C’è stato un blitz, il 7 luglio, in una sede della Siemens Italia a Milano da parte di Greenpeace, per chiedere alla multinazionale di dissociarsi dal progetto di costruzione di una diga idroelettrica in Amazzonia. Una protesta alquanto singolare quella degli attivisti, che si sono arrampicati sul tetto dell’edificio vestiti da alberi e animali della foresta, per dare voce ad un regno naturale aggredito da loschi interessi che rischiano di mettere in pericolo la vita sul pianeta.

Per rendere meglio l’idea, altri manifestanti hanno cominciato a suonare strumenti a percussione per riprodurre suoni e rumori di un habitat naturale che non può essere distrutto in nome di interessi economici.

Gli indigeniMunduruku si stanno battendo strenuamente per impedire la costruzione di quaranta dighe che dovrebbero sorgere sul fiume Tapajos, e in particolare per fermare i lavori di una mega diga di Sao Luiz di Tapajos che comporterebbe, oltre all’abbattimento degli alberi, anche quello dei villaggi circostanti.

Il popolo Munduruku dice "No" alla costruzione della diga

All’incirca un mese fa, alcuni rappresentanti del popolo Munduruku hanno chiesto di incontrare in Europa e negli Stati Uniti le aziende coinvolte in questo distruttivo progetto, che mette a rischio la loro stessa sopravvivenza. Le società interessate sono l’austriaca Andritz, la tedesca Siemens e la statunitense General Electric.

Tre grosse multinazionali che hanno partecipato a mastodontici progetti idroelettrici, come la diga di Belo Monte nello stato del Parà, in Brasile, costruita grazie all’assenso del Governo brasiliano senza consultare le comunità indigene, violando non solo la Costituzione, ma anche la Convenzione 169 dell’Organizzazione nazionale del lavoro e della Dichiarazione dei Diritti dei popoli indigeni delle Nazioni Unite, controfirmata dallo stesso Paese sudamericano.

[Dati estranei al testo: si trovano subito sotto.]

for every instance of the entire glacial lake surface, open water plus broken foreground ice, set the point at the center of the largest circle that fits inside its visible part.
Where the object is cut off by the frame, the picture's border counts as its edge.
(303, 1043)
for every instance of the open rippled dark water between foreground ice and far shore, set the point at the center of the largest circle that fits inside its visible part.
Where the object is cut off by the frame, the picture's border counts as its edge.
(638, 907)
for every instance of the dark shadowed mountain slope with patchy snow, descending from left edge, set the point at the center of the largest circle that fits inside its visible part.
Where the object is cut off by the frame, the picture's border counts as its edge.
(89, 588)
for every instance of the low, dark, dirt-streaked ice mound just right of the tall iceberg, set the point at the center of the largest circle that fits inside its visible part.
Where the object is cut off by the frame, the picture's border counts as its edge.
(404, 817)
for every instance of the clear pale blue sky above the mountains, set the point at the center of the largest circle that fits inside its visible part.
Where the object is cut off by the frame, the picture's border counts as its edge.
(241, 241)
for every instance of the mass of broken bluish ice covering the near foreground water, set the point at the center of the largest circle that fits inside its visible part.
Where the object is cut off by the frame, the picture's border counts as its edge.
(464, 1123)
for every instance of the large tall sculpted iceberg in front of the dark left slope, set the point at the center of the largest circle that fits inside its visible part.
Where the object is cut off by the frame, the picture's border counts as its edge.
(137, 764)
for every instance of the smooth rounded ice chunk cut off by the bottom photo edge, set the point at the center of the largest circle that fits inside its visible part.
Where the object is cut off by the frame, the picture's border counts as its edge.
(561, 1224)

Tali progetti, come sottolineato dai rappresentanti Munduruku e dalle associazioni ambientaliste come Amazon Watch, servono a deviare i corsi dei fiumi per produrre energia tale da soddisfare il fabbisogno energetico del Brasile solo nei periodi di piena del fiume Xingu, ossia nel periodo delle piogge che dura da febbraio a maggio.

Vale la pena devastare le comunità locali e inquinare i corsi d'acqua, alterando la biodiversità dell’ecosistema?

In azione Greenpeace contro le multinazionali elettriche

Ecco spiegato il motivo dell’intervento di Greenpeace Italia, che lo scorso maggio aveva chiesto alla Siemens, tramite lettera, di dissociarsi dal progetto come peraltro ha già fatto Enel. Non avendo ad oggi alcun riscontro, gli attivisti sono scesi in campo con una protesta per sensibilizzare dirigenti e dipendenti. Secondo l'organizzazione ambientalisticaè necessario prendere le distanze da simili progetti,in quanto c’è in ballo la sopravvivenza della foresta amazzonica.

È diventata una priorità per tutti quella di proteggere le foreste invece di disboscarle, in quanto attualmente ci sono fonti di energia alternativa come quella solare, capaci di porre un limite all’inquinamento per permettere la tutela delle specie, compresa quella umana. Distruggere l’Amazzonia significa spegnere ogni notte una stella.